2.HMK'nın 140/3. maddesinde; “Ön inceleme duruşmasının sonunda, tarafların sulh veya arabuluculuk faaliyetinden bir sonuç alıp almadıkları, sonuç alamadıkları takdirde anlaşamadıkları hususların nelerden ibaret olduğu tutanakla tespit edilir. Bu tutanağın altı, duruşmada hazır bulunan taraflarca imzalanır. Tahkikat bu tutanak esas alınmak suretiyle yürütülür.” hükmü düzenlenmiştir.
3. Değerlendirme
1.Bölge adliye mahkemelerinin nihai kararlarının bozulması 6100 sayılı Kanun'un 371 ... maddesinde yer alan sebeplerden birinin varlığı hâlinde mümkündür.
2. Her ne kadar davacılar vekili temyiz dilekçesinde, hile hukuki sebebi yönünden Mahkemece değerlendirme yapılmadığını ileri sürmüş ise de, Mahkemece ön inceleme duruşmasında uyuşmazlığın muris muvazaası hukuki nedenine dayalı tapu iptali ve tescil olarak nitelendirildiği, taraf vekillerinin duruşmada hazır bulundukları ve tutanağı imzaladıkları gözetildiğinde, HMK’nın 140/3. maddesi gereğince uyuşmazlığın bu hukuki sebep esas alınmak suretiyle çözümlenmesi gerekeceği kuşkusuzdur.

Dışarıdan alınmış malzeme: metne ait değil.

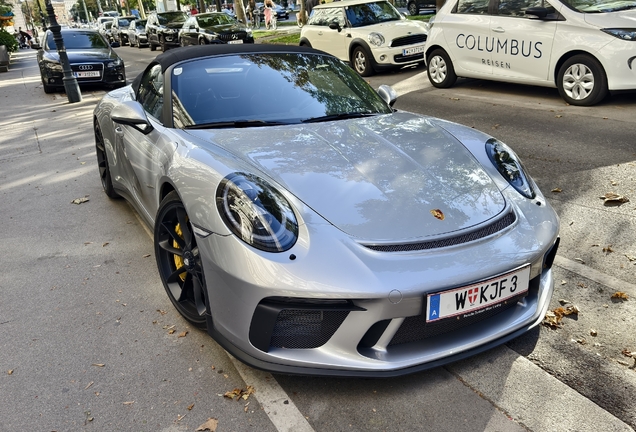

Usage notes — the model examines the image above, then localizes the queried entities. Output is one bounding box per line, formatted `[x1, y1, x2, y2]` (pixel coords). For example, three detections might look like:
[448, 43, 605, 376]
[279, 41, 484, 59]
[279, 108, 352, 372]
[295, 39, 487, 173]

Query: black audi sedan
[179, 12, 254, 46]
[37, 29, 126, 93]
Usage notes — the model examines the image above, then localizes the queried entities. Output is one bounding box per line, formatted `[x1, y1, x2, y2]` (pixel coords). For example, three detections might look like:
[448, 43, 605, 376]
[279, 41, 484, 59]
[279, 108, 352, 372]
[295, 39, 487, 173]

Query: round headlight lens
[367, 33, 384, 46]
[486, 138, 536, 199]
[216, 173, 298, 252]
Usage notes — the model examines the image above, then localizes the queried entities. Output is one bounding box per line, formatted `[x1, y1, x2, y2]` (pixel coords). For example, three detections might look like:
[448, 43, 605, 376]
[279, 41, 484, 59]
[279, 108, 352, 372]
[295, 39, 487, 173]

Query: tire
[95, 125, 119, 199]
[351, 46, 374, 77]
[154, 191, 207, 328]
[407, 2, 420, 15]
[556, 54, 608, 106]
[426, 49, 457, 88]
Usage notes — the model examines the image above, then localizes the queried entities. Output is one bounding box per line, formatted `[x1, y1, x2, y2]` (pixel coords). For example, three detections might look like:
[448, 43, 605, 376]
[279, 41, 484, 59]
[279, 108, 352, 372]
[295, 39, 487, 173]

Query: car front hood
[187, 113, 506, 242]
[47, 48, 116, 63]
[585, 9, 636, 28]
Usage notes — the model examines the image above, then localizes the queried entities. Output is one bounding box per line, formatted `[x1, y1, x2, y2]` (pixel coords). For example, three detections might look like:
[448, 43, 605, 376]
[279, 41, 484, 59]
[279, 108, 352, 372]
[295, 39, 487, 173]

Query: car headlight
[367, 32, 384, 46]
[486, 138, 536, 199]
[216, 173, 298, 252]
[601, 29, 636, 41]
[106, 59, 124, 69]
[44, 61, 63, 72]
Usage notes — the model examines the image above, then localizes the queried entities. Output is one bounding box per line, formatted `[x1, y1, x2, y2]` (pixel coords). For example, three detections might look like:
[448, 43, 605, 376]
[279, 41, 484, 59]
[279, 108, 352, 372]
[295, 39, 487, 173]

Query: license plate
[402, 45, 424, 56]
[73, 71, 101, 78]
[426, 265, 530, 322]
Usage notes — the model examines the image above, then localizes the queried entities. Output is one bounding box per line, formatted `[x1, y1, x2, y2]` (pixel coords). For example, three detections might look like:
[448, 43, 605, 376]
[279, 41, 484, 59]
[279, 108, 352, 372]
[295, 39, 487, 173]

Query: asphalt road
[0, 47, 636, 432]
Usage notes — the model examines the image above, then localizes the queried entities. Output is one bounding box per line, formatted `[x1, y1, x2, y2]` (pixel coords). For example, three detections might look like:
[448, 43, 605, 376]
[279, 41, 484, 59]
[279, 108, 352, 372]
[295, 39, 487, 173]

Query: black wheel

2. Temyizen incelenen karar, tarafların karşılıklı iddia ve savunmalarına, dayandıkları belgelere, uyuşmazlığa uygulanması gereken hukuk kuralları ile hukuki ilişkinin nitelendirilmesine, dava şartlarına, yargılama ve ispat kuralları ile kararda belirtilen gerekçelere göre usul ve kanuna uygun olup davacılar vekili tarafından temyiz dilekçesinde ileri sürülen nedenler kararın bozulmasını gerektirecek nitelikte görülmemiştir.
VI. KARAR
Açıklanan sebeple;
Davacılar vekilinin yerinde görülmeyen temyiz itirazlarının reddiyle usul ve yasaya uygun olan Bölge Adliye Mahkemesi kararının HMK’nın 370. maddesi uyarınca ONANMASINA,
Onama harcı peşin alındığından başkaca harç alınmasına yer olmadığına,
Temyiz edilen davalılar vekili duruşmaya katılmadığından lehine duruşma vekalet ücreti takdirine yer olmadığına,
Dosyanın İlk Derece Mahkemesine, kararın bir örneğinin Bölge Adliye Mahkemesine gönderilmesine,
31.05.2023 tarihinde kesin olmak üzere oy birliğiyle karar verildi.